US patents on data mining
A computer-assisted process for determining linkages between data records comprising:
constructing a predictive model based at least in part on a product divided by a sum of products;
training said predictive model with record pair linkage data, including the step of applying at least one machine learning method on a corpus of record pairs presented so as to indicate decisions made by at least one human decision maker as to whether said record pairs should be linked; and
using said trained predictive model to automatically identify records that have a predetermined type of similarity to other data.
The patent sets out to resolve the problem of duplicate records in databases:
Duplicate records create an especially troublesome problem. Suppose for example that when a customer named "Joseph Smith" first starts doing business with an organization, his name is initially inputted into the computer database as "Joe Smith". The next time he places an order, however, the sales clerk fails to notice or recognize that he is the same "Joe Smith" who is already in the database, and creates a new record under the name "Joseph Smith". A still further transaction might result in a still further record under the name "J. Smith." When the company sends out a mass mailing to all of its customers, Mr. Smith will receive three copies--one to "Joe Smith", another addressed to "Joseph Smith", and a third to "J. Smith." Mr. Smith may be annoyed at receiving several duplicate copies of the mailing, and the business has wasted money by needlessly printing and mailing duplicate copies.
The patent teaches analysis of other facts in the records to establish a match/nonmatch of these other facts:
The functions that can serve as features depend on the nature of the data items being analyzed (and in some cases, on peculiarities in the particular database). In the context of a children's health insurance database, for example, features may include:
match/mismatch of child's birthday/mother's birthday
match/mismatch of house number, telephone number, zip code
match/mismatch of Medicaid number and/or medical record number
presence of multiple birth indicator on one of the records
match/mismatch of child's first and middle names (after filtering out generic names like "Baby Boy")
match/mismatch of last name
match/mismatch of mother's/father's name
approximate matches of any of the name fields where the names are compares using a technique such as the "Soundex" or "Edit Distance" techniques
Of priority, priority is claimed from my U.S. provisional application No. 60/155,063 filed Sep. 21, 1999 entitled "A Probabalistic Record Linkage Model Derived from Training Data", the entirety of which is incorporated herein by reference.

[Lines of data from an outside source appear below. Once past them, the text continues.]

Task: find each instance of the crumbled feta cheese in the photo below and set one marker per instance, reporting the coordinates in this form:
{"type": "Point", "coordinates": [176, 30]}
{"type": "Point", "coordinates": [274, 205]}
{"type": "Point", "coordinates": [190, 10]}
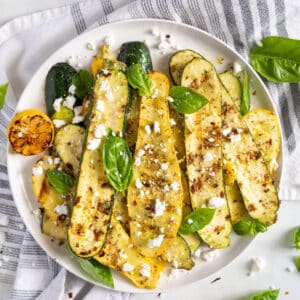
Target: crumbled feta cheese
{"type": "Point", "coordinates": [175, 186]}
{"type": "Point", "coordinates": [91, 46]}
{"type": "Point", "coordinates": [100, 131]}
{"type": "Point", "coordinates": [108, 40]}
{"type": "Point", "coordinates": [148, 129]}
{"type": "Point", "coordinates": [172, 122]}
{"type": "Point", "coordinates": [69, 102]}
{"type": "Point", "coordinates": [257, 264]}
{"type": "Point", "coordinates": [156, 127]}
{"type": "Point", "coordinates": [209, 254]}
{"type": "Point", "coordinates": [164, 166]}
{"type": "Point", "coordinates": [226, 131]}
{"type": "Point", "coordinates": [127, 267]}
{"type": "Point", "coordinates": [57, 103]}
{"type": "Point", "coordinates": [160, 207]}
{"type": "Point", "coordinates": [37, 171]}
{"type": "Point", "coordinates": [235, 138]}
{"type": "Point", "coordinates": [273, 164]}
{"type": "Point", "coordinates": [77, 119]}
{"type": "Point", "coordinates": [4, 219]}
{"type": "Point", "coordinates": [72, 89]}
{"type": "Point", "coordinates": [237, 68]}
{"type": "Point", "coordinates": [156, 242]}
{"type": "Point", "coordinates": [77, 110]}
{"type": "Point", "coordinates": [59, 123]}
{"type": "Point", "coordinates": [138, 183]}
{"type": "Point", "coordinates": [93, 144]}
{"type": "Point", "coordinates": [216, 202]}
{"type": "Point", "coordinates": [61, 209]}
{"type": "Point", "coordinates": [208, 157]}
{"type": "Point", "coordinates": [145, 271]}
{"type": "Point", "coordinates": [100, 105]}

The '019 patent has been cited by one US patent, US 6,675,164 (to Kamath of UC/Berkeley), which includes the text:
Data mining is a process that uses specific techniques to find patterns in data, allowing a user to conduct a relatively broad search of large databases for relevant information that may not be explicitly stored in the databases. Typically, a user initially specifies a search phrase or strategy and the system then extracts patterns and relations corresponding to that strategy from the stored data. These extracted patterns and relations can be: (1) used by the user, or data analyst, to form a prediction model; (2) used to refine an existing model; and/or (3) organized into a summary of the target database. Such a search system permits searching across multiple databases. There are two existing forms of data mining: top-down; and bottom-up. Both forms are separately available on existing systems. Top-down systems are also referred to as "pattern validation," "verification-driven data mining" and "confirmatory analysis." This is a type of analysis that allows an analyst to express a piece of knowledge, validate or validate that knowledge, and obtain the reasons for the validation or invalidation. The validation step in a top-down analysis requires that data refuting the knowledge as well as data supporting the knowledge be considered. Bottom-up systems are also referred to as "data exploration." Bottom-up systems discover knowledge, generally in the form of patterns, in data.
The '164 patent reviews previous patents in data mining.